Ullmann: Ja und nein. Ja, insofern, dass sie etwa auf die verschiedenen Lerntypen eingehen und die Lehrpläne nach Interessen und Wissensstand anpassen können. Aber keine App kann sehen, wie es den Kindern emotional geht. Dafür braucht es die Lehrkraft. Es geht also in gewisser Weise darum, die Rolle der Lehrenden zu verändern.
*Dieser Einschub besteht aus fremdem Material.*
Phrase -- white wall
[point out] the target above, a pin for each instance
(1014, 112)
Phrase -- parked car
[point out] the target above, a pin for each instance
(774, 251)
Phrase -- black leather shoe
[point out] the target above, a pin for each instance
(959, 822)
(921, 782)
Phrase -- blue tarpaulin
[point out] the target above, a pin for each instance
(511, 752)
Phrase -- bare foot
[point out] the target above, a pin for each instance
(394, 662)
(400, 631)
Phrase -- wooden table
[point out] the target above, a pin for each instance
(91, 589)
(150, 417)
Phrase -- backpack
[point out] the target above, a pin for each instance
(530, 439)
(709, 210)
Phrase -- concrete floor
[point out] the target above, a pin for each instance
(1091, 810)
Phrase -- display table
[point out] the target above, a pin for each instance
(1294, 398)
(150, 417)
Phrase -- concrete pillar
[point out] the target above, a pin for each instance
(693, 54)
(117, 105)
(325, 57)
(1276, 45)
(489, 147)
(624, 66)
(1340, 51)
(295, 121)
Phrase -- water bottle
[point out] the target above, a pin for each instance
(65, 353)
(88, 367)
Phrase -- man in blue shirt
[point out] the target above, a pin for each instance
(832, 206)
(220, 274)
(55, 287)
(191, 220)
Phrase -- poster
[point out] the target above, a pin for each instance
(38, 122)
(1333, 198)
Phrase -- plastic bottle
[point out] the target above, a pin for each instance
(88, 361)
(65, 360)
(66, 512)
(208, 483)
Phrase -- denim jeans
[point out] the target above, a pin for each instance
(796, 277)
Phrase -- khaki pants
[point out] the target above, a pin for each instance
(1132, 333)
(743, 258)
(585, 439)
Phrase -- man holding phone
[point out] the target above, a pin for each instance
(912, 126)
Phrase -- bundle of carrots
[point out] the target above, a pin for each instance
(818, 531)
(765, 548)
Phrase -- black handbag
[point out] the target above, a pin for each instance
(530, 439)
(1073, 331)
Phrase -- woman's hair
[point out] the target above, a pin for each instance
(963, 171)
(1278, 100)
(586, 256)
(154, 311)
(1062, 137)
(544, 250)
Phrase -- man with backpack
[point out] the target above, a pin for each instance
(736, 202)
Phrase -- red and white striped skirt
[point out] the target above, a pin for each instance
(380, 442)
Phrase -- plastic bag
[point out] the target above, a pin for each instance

Die reine Wissensvermittlung kann auch über die technischen Möglichkeiten geschehen, über Lernprogramme, Apps und das Internet. Die Lehrkräfte werden dann umso stärker als Lernbegleiter*in gebraucht, bei dem das Wissen nicht aus dem erhobenen Zeigefinger kommt.

Wir sollten achtsam reflektieren, wo die eigenen Ängste liegen und wie man selbst einen authentischen Weg findet.

Kennen sich Lehrkräfte überhaupt gut genug aus, um digitale Kompetenzen achtsam zu vermitteln?

Ullmann: Da war Corona ein wahnsinniger Evolutionsbeschleuniger. Durch die Pandemie haben viele, die sich vorher dagegen gesperrt hatten, den Mehrwert der digitalen Möglichkeiten erkannt. Oft sind sie nun diejenigen, die sich am meisten mit den Anwendungen beschäftigen.

Aber: Letztendlich kommt es nicht darauf an, die 50. Fortbildung zum Thema Technik und Digitalisierung zu machen. Stattdessen sollten wir auch auf diesem Gebiet achtsam reflektieren, wo die eigenen Ängste liegen und wie man selbst einen authentischen Weg findet.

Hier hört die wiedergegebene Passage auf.